There are a lot of boxing fans that would like to see Ward and Usyk square off. It would be a tough fight for Ward, because the 6’3” Usyk is bigger than Ward, and he’s looking very hard to beat right now. If Ward stays at 175, he could be put in the position where he’ll have to face Artur Beterbiev. This is the opposite type of fighter that Kovalev is. Instead of Beterbiev a really great outside fighter like Kovalev, his specialty is fighting in close. Beterbiev is very good at landing huge shots while being held by his opponent. If Ward uses the same game plan against Beterbiev that he did against Kovalev, it could end badly for Ward. That’s why there are some boxing fans that are already predicting that Ward will vacate his IBF title if he beats Kovalev so that he can avoid the Beterbiev fight.
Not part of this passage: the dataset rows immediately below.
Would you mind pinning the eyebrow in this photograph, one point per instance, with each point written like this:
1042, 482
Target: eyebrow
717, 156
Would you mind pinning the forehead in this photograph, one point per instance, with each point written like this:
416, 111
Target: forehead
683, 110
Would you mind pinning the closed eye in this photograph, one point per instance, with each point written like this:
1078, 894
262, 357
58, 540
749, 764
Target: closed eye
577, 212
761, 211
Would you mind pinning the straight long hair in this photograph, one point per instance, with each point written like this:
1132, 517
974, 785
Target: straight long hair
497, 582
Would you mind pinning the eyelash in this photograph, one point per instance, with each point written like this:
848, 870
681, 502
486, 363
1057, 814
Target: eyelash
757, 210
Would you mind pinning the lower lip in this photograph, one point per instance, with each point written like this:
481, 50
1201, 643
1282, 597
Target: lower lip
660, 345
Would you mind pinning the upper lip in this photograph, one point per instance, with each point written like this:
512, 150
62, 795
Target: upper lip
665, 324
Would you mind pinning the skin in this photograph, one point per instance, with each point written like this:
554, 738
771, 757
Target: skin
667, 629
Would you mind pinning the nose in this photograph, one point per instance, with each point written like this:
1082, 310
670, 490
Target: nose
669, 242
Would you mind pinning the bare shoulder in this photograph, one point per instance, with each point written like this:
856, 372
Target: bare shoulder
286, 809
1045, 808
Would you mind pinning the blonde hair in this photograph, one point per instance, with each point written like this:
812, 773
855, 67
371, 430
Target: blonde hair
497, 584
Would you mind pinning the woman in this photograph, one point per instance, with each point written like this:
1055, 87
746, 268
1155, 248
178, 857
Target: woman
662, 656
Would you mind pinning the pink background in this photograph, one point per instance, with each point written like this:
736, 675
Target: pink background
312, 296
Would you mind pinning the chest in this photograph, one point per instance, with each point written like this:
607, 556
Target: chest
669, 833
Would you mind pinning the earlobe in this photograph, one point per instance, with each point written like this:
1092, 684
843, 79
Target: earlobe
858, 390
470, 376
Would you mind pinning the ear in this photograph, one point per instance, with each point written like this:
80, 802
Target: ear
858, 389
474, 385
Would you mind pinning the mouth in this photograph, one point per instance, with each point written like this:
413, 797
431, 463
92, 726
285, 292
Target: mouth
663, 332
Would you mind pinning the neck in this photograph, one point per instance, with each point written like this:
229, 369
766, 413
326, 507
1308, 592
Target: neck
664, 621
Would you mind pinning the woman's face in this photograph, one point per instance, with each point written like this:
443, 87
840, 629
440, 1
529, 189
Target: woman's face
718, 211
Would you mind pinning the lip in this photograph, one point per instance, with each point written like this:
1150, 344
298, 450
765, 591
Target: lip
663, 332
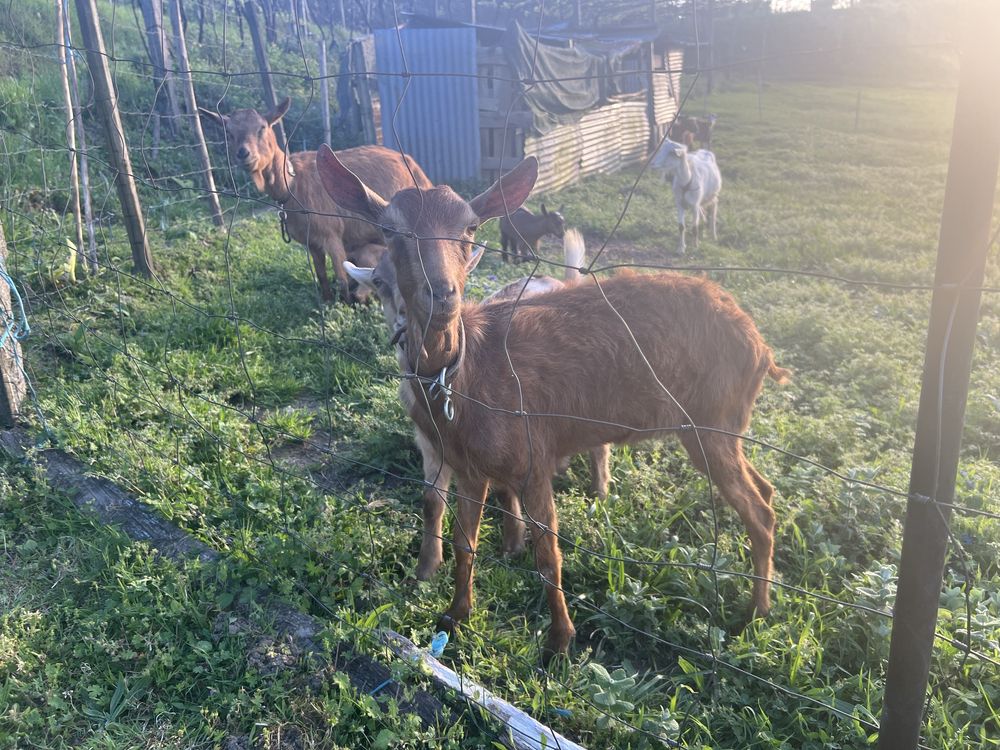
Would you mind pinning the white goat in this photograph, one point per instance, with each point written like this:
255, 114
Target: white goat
696, 182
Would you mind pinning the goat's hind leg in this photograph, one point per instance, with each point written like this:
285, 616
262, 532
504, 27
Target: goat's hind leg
713, 210
749, 494
540, 510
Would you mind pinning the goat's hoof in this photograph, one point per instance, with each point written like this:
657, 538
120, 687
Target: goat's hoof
513, 549
557, 644
449, 622
426, 571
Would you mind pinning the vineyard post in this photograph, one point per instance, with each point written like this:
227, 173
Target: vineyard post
106, 102
74, 173
192, 106
963, 247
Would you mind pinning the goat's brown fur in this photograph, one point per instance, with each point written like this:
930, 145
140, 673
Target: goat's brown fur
594, 364
292, 182
687, 130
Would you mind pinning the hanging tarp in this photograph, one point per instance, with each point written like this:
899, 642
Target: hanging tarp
559, 84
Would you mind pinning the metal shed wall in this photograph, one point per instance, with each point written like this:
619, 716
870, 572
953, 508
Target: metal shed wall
438, 118
603, 140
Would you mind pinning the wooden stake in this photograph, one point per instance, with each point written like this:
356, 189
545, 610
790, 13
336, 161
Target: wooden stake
106, 102
74, 86
159, 54
74, 176
324, 91
192, 105
260, 52
963, 249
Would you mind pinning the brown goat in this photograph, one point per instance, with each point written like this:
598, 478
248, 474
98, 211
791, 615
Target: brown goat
522, 230
687, 130
308, 213
381, 279
631, 358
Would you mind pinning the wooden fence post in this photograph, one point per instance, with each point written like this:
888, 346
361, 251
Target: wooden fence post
324, 91
13, 387
192, 106
260, 52
962, 251
74, 174
159, 55
107, 106
74, 85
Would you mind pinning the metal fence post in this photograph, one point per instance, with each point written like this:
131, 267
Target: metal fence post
962, 252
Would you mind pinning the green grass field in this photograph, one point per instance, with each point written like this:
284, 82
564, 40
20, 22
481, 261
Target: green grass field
224, 396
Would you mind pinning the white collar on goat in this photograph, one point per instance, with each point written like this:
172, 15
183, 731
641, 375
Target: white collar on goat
442, 383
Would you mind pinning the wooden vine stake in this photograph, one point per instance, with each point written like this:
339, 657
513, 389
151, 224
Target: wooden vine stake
264, 68
106, 101
74, 85
74, 174
187, 85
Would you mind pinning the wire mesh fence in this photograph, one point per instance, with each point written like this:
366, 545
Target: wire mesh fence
223, 392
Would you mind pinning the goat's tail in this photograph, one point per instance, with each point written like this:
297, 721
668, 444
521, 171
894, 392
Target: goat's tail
574, 252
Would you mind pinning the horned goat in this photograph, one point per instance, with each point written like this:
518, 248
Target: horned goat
308, 215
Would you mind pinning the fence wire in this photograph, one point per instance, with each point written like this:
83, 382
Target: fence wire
70, 328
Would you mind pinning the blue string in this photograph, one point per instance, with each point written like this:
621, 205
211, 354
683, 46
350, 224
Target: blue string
379, 686
19, 330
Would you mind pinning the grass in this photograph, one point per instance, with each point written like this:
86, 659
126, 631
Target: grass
269, 427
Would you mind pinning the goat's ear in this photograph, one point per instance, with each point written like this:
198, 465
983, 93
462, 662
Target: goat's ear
216, 117
477, 255
364, 276
278, 112
346, 188
508, 193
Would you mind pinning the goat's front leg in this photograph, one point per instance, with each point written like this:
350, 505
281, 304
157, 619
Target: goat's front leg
697, 219
469, 514
513, 524
335, 249
437, 474
679, 200
600, 470
319, 263
541, 512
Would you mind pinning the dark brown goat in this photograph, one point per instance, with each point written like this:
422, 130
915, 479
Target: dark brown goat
381, 279
521, 385
687, 130
522, 230
291, 181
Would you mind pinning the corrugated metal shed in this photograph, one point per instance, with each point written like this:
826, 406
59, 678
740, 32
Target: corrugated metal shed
603, 140
437, 121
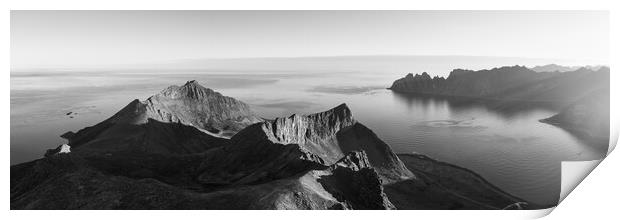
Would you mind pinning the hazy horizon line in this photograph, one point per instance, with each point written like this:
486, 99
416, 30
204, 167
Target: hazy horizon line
140, 65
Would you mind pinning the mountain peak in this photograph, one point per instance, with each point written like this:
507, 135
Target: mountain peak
191, 89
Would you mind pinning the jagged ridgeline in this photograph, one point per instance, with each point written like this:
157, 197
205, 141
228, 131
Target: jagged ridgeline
172, 151
583, 92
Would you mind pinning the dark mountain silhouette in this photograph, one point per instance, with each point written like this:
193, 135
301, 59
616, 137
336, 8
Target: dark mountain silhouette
560, 68
589, 115
515, 83
157, 154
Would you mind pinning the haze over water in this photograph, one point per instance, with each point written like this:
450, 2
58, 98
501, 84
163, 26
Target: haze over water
506, 145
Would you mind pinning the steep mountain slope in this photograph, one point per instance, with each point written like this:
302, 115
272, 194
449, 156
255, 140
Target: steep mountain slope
589, 115
277, 148
173, 121
508, 83
195, 105
72, 182
327, 160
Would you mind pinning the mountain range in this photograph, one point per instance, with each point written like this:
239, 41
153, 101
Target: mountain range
190, 147
583, 93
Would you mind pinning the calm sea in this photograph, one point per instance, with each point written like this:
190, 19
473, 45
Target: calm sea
506, 145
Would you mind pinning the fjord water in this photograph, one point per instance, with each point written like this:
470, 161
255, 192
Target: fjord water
506, 144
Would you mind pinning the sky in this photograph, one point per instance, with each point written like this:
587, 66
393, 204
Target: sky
73, 39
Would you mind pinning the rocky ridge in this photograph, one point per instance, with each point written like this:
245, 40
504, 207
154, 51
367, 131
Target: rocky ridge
160, 156
516, 83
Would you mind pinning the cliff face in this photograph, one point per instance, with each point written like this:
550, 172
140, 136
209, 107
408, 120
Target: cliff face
277, 148
172, 121
589, 115
508, 83
195, 105
139, 160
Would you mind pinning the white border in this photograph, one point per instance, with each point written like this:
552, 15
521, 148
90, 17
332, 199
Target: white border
592, 203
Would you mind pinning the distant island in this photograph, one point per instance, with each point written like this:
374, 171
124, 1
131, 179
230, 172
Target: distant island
582, 91
190, 147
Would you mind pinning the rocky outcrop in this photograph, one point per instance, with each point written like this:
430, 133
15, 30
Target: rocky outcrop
62, 149
178, 120
280, 147
559, 68
515, 83
327, 160
442, 185
590, 115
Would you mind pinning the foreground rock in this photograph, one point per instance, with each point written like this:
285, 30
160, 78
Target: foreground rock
445, 186
178, 120
587, 116
327, 160
277, 148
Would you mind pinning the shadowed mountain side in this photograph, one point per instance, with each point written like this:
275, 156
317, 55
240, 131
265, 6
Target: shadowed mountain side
191, 105
444, 186
508, 83
195, 105
587, 116
281, 147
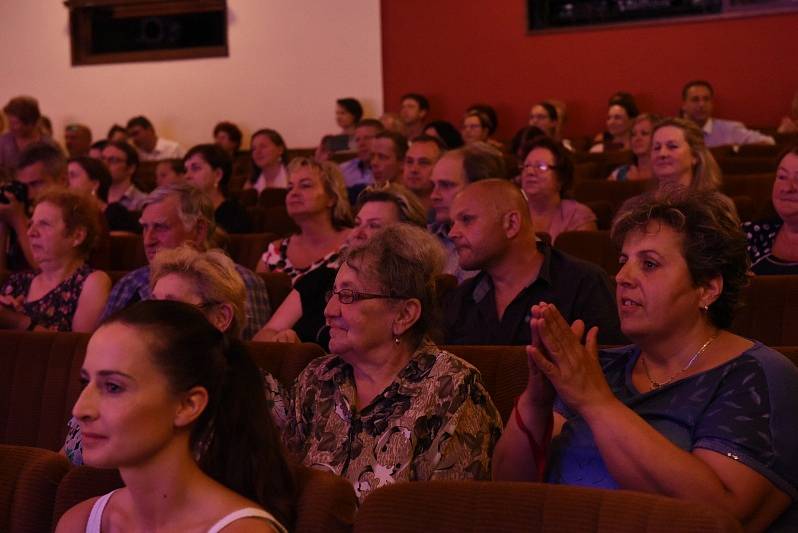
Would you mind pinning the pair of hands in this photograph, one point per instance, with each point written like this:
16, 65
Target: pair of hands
558, 361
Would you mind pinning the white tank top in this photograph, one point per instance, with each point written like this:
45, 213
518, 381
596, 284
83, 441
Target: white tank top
96, 516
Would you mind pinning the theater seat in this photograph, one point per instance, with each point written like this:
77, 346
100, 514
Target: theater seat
593, 246
770, 311
285, 361
246, 249
127, 251
278, 285
29, 478
471, 506
325, 502
39, 383
504, 372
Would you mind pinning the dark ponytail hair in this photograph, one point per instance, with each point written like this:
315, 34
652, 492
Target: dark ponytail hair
234, 439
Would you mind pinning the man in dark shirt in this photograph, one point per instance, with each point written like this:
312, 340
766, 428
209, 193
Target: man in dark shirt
492, 232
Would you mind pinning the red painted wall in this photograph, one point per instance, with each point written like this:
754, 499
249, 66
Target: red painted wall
458, 52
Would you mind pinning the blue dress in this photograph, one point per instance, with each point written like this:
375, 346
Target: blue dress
744, 409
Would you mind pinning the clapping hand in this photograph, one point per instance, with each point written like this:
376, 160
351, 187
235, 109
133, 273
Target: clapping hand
571, 367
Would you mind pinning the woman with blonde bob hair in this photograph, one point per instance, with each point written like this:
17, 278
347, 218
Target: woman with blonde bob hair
318, 203
208, 280
679, 156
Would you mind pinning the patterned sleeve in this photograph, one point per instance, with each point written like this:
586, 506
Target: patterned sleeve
73, 447
464, 431
741, 422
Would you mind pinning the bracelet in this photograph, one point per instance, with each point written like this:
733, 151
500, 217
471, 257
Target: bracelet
538, 452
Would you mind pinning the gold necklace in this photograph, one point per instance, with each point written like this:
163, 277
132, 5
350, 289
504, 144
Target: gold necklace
693, 359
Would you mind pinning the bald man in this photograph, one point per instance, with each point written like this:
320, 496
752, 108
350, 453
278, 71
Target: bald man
493, 233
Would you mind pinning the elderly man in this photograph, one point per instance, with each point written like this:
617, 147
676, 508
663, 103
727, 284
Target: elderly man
451, 174
493, 233
697, 105
39, 166
173, 215
150, 146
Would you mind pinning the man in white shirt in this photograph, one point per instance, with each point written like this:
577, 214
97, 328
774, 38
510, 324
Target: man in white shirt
697, 104
148, 144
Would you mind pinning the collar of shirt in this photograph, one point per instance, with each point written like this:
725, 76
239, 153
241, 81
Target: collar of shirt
485, 285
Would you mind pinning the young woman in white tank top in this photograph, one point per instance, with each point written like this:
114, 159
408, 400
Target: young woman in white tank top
179, 409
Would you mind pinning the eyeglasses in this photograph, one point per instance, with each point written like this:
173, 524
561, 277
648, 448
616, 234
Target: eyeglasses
348, 296
543, 167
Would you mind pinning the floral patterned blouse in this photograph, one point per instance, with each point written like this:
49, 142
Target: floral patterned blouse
55, 309
276, 260
435, 421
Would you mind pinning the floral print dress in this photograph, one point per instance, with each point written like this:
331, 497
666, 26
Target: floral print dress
55, 309
435, 421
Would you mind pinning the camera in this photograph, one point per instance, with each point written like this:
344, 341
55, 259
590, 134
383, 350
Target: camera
17, 189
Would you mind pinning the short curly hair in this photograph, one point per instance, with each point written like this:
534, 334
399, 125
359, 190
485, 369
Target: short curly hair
78, 211
713, 241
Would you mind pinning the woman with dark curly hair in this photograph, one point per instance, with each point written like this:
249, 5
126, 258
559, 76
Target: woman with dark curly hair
690, 410
388, 405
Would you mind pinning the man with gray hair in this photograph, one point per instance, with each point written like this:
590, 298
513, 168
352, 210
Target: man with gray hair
173, 215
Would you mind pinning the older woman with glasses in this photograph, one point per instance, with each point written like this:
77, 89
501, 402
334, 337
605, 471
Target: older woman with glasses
387, 405
546, 175
300, 318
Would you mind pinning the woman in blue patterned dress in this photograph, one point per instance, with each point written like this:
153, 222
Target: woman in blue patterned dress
690, 410
65, 293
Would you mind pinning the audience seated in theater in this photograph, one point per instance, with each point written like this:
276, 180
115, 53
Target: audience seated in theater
96, 150
789, 123
773, 244
680, 157
169, 400
40, 166
77, 139
689, 410
494, 234
387, 157
413, 111
420, 159
357, 171
64, 293
149, 145
210, 282
348, 113
546, 176
620, 112
453, 171
208, 168
446, 132
476, 127
92, 178
269, 159
697, 105
387, 404
228, 136
640, 144
122, 161
169, 171
544, 115
317, 203
117, 133
171, 216
300, 318
23, 115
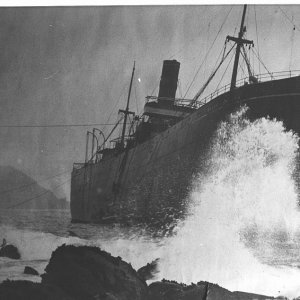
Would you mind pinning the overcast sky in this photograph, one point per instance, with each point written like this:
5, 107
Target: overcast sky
73, 66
That would look bad if Ward vacates his IBF title to steer around the Beterbiev fight. Beterbiev still needs to beat Enrico Kolling in the International Boxing Federation light heavyweight title eliminator, but that’s expected to happen. Beterbiev has a large power advantage over Kolling.

It’s surprising to some that Ward is finding his best success at this point in his career, because he doesn’t look nearly as good as he was when he was coming in the Super Six tournament from 2009 to 2011. Ward won the tournament by beating Carl Froch in the finals in 2011. Ward has rarely fought since winning that tournament. Ward moved up in weight to light heavyweight after beating Edwin Rodriguez in 2013. Since moving up to 175, Ward has beaten Paul Smith, Alexander Brand and Kovalev. Ward looked a lot better beating Barrera and Brand compared to his win over Kovalev.